Par ailleurs, les exemptions fiscales privent l’État de revenus considérables. Le gouvernement envisage de commencer à taxer les véhicules électriques en ciblant d’abord les modèles plus luxueux. «La production de masse de voitures électriques en fera baisser le prix de vente, ce qui ouvrira un espace à l’État pour taxer sans décourager l’achat, croit Anders Bjartnes. Ce sera impopulaire, donc le gouvernement devra y aller très graduellement.»

Une timidité à vaincre

L’exemple norvégien montre que l’efficacité d’une approche écofiscale repose sur la diversité et sur l’intensité des mesures. Pour l’instant, la timidité de la stratégie québécoise en réduit la portée.

Québec offre par exemple une subvention de 8 000$ à l’achat d’un véhicule entièrement électrique. En revanche, il ne taxe pas lourdement l’acquisition de véhicules à essence, contrairement à la Norvège. «Pourtant, ces taxes pourraient diminuer l’attrait des grosses cylindrées émettrices de GES et leurs revenus financeraient les subventions à l’achat de véhicules électriques», note Johanne Whitmore.

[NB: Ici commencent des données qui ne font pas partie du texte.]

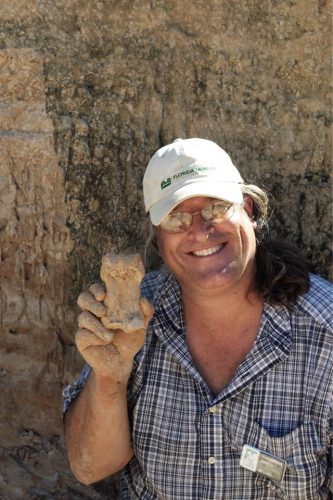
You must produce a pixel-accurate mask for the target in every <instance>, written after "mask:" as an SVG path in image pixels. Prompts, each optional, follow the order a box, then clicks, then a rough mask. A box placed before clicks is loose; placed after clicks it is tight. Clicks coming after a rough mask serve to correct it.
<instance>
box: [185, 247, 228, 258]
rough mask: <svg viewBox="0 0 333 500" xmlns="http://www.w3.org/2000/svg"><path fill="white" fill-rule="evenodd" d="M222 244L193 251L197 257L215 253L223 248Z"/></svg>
mask: <svg viewBox="0 0 333 500" xmlns="http://www.w3.org/2000/svg"><path fill="white" fill-rule="evenodd" d="M222 246H223V245H217V246H216V247H212V248H206V249H205V250H198V251H197V252H192V253H193V255H196V256H197V257H206V256H207V255H212V254H213V253H216V252H218V251H219V250H221V248H222Z"/></svg>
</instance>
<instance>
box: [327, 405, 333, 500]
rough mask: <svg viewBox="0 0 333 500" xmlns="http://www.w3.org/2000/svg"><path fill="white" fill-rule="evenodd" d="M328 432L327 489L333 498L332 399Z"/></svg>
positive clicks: (332, 434)
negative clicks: (327, 489) (328, 488)
mask: <svg viewBox="0 0 333 500" xmlns="http://www.w3.org/2000/svg"><path fill="white" fill-rule="evenodd" d="M329 431H330V450H329V457H328V474H329V476H328V477H329V479H328V487H329V491H330V492H331V495H332V498H333V398H332V401H331V412H330V421H329Z"/></svg>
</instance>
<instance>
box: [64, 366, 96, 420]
mask: <svg viewBox="0 0 333 500" xmlns="http://www.w3.org/2000/svg"><path fill="white" fill-rule="evenodd" d="M90 370H91V367H90V366H89V365H88V364H86V365H85V366H84V367H83V370H82V372H81V374H80V376H79V378H78V379H77V380H75V381H74V382H72V383H71V384H70V385H68V386H67V387H65V389H64V390H63V393H62V413H63V416H65V413H66V411H67V410H68V408H69V407H70V405H71V404H72V402H73V401H74V399H75V398H77V397H78V396H79V394H80V393H81V391H82V389H83V387H84V386H85V383H86V382H87V380H88V377H89V373H90Z"/></svg>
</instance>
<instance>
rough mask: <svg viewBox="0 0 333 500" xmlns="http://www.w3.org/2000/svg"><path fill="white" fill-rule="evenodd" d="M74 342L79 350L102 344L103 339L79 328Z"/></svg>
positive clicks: (93, 334)
mask: <svg viewBox="0 0 333 500" xmlns="http://www.w3.org/2000/svg"><path fill="white" fill-rule="evenodd" d="M75 342H76V345H77V346H78V348H79V350H80V351H83V350H84V349H87V348H88V347H93V346H100V345H101V346H104V345H105V344H106V342H105V340H103V339H101V338H100V337H97V336H96V335H94V334H93V333H92V332H91V331H89V330H86V329H85V328H80V329H79V330H78V331H77V332H76V334H75Z"/></svg>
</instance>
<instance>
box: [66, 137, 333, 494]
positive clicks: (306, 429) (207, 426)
mask: <svg viewBox="0 0 333 500" xmlns="http://www.w3.org/2000/svg"><path fill="white" fill-rule="evenodd" d="M143 190H144V199H145V206H146V210H147V211H148V212H149V214H150V220H151V234H150V240H151V243H152V245H153V246H154V247H155V248H156V249H157V250H158V252H159V254H160V256H161V257H162V259H163V261H164V263H165V270H163V271H161V272H154V273H148V274H147V275H146V276H145V278H144V279H143V282H142V295H143V298H142V300H141V308H142V311H143V313H144V315H145V322H146V323H145V324H146V325H147V328H146V329H143V330H141V331H138V332H135V333H132V334H126V333H124V332H121V331H116V332H114V335H113V339H112V340H104V339H105V338H108V335H109V337H110V333H109V331H106V329H105V328H104V327H103V326H102V323H101V322H100V320H99V318H101V317H102V316H103V315H105V306H104V305H103V298H104V291H103V289H101V288H100V287H98V286H96V285H94V286H93V287H92V289H91V290H90V292H91V293H90V295H87V294H83V295H81V296H80V298H79V305H80V306H81V308H82V309H83V311H84V312H83V313H82V314H81V316H80V317H79V326H80V329H79V331H78V333H77V336H76V342H77V346H78V349H79V350H80V352H81V354H82V356H83V357H84V358H85V360H86V361H87V366H86V368H85V369H84V371H83V373H82V375H81V377H80V379H79V381H78V382H76V383H74V384H73V385H72V386H70V387H68V388H66V389H65V391H64V396H65V400H64V409H65V411H67V410H68V411H67V412H66V416H65V434H66V442H67V447H68V454H69V460H70V463H71V467H72V470H73V472H74V474H75V475H76V477H77V478H78V479H79V480H80V481H82V482H84V483H92V482H95V481H98V480H100V479H102V478H104V477H106V476H108V475H110V474H114V473H115V472H117V471H119V470H121V469H122V481H121V492H120V498H122V499H129V498H131V499H134V498H138V499H181V500H185V499H188V500H195V499H214V500H215V499H226V500H232V499H237V500H243V499H251V500H256V499H265V500H267V499H275V498H289V499H293V500H311V499H319V498H328V497H329V495H330V491H332V434H333V429H332V381H333V360H332V358H333V335H332V328H331V325H332V287H331V285H330V284H329V283H328V282H326V281H325V280H323V279H321V278H319V277H317V276H313V275H312V276H309V275H308V272H307V270H306V266H305V263H304V261H303V259H302V258H301V256H300V255H299V253H298V251H297V250H296V249H295V248H294V247H293V246H292V245H290V244H287V243H283V242H278V241H270V240H269V239H268V238H267V236H266V235H265V229H266V220H267V197H266V195H265V193H264V192H263V191H262V190H261V189H259V188H258V187H256V186H253V185H247V184H244V182H243V179H242V178H241V176H240V174H239V172H238V170H237V169H236V167H235V166H234V165H233V164H232V162H231V160H230V158H229V156H228V155H227V154H226V153H225V152H224V151H223V150H222V149H221V148H220V147H219V146H217V145H216V144H215V143H213V142H211V141H207V140H204V139H187V140H182V139H177V140H176V141H174V142H173V143H172V144H170V145H168V146H165V147H163V148H161V149H160V150H159V151H157V153H155V155H154V156H153V157H152V159H151V161H150V162H149V164H148V167H147V170H146V173H145V176H144V180H143ZM147 299H148V300H149V302H150V303H152V304H153V306H154V313H152V310H151V307H150V304H149V302H147ZM146 330H147V331H146ZM73 400H74V401H73ZM70 403H71V404H70Z"/></svg>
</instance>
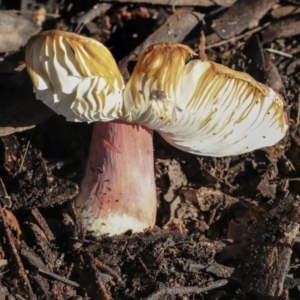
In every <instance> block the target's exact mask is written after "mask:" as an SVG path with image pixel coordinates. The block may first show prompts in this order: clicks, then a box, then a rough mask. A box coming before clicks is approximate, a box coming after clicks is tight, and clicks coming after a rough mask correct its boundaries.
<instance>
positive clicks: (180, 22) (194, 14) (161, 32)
mask: <svg viewBox="0 0 300 300" xmlns="http://www.w3.org/2000/svg"><path fill="white" fill-rule="evenodd" d="M203 18H204V15H203V14H200V13H197V12H182V13H180V14H174V15H171V16H170V17H169V18H168V19H167V21H166V22H165V23H164V24H163V25H162V26H161V27H159V28H158V29H157V30H156V31H155V32H154V33H152V34H151V35H150V36H149V37H148V38H147V39H146V40H145V41H144V42H143V43H142V44H141V45H140V46H138V47H137V48H135V50H134V51H132V52H131V53H130V54H129V55H128V56H126V57H125V58H124V59H122V60H121V61H120V62H119V68H120V71H121V73H122V75H123V77H124V78H125V80H128V79H129V77H130V72H129V69H132V68H133V64H134V63H135V62H136V61H137V60H138V58H139V56H140V55H141V54H142V53H143V52H144V51H145V50H146V49H147V48H148V47H149V46H151V45H153V44H157V43H162V42H165V43H168V42H170V43H171V42H173V43H174V42H181V41H182V40H183V39H184V38H185V37H186V36H187V35H188V33H189V32H190V31H191V30H192V29H193V28H194V27H195V26H197V25H198V24H199V22H200V21H202V20H203Z"/></svg>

Le fiscaliste Luc Godbout donne pour sa part l’exemple des taxes sur l’essence: «au Québec, le litre de carburant coûte moins cher maintenant qu’en 2013, donc l’effet dissuasif ne se fait pas vraiment sentir», déplore-t-il. En 2020, le bilan annuel de la fiscalité produit par la Chaire en fiscalité et en finances publiques a montré que les taxes sur l’essence représentaient 42% de la valeur réelle de l’essence. Seuls l’Ontario et le Mexique taxaient moins l’essence que le Québec parmi tous les membres de l’OCDE. La moitié des régions observées affichaient des niveaux de taxe équivalents ou supérieurs au prix avant taxes.

Il reste donc de l’espace pour faire progresser l’écofiscalité au Québec. Toutefois, son utilisation exigera une certaine dose de courage politique et devra être déployée habilement et graduellement. «Le gouvernement devra surtout faire preuve de rigueur et de transparence et se montrer convaincant dans ses communications pour susciter l’adhésion des contribuables», conclut Pierre-Olivier Pineau.


Notes

1. Selon les données de l’Enquête sur la santé dans les collectivités canadiennes de Statistique Canada.

2. En 2019, le Fonds vert est devenu le «Fonds d’électrification et de changements climatiques».

3. En français, le nom de ce groupe pourrait se traduire ainsi: Fondation norvégienne pour le climat.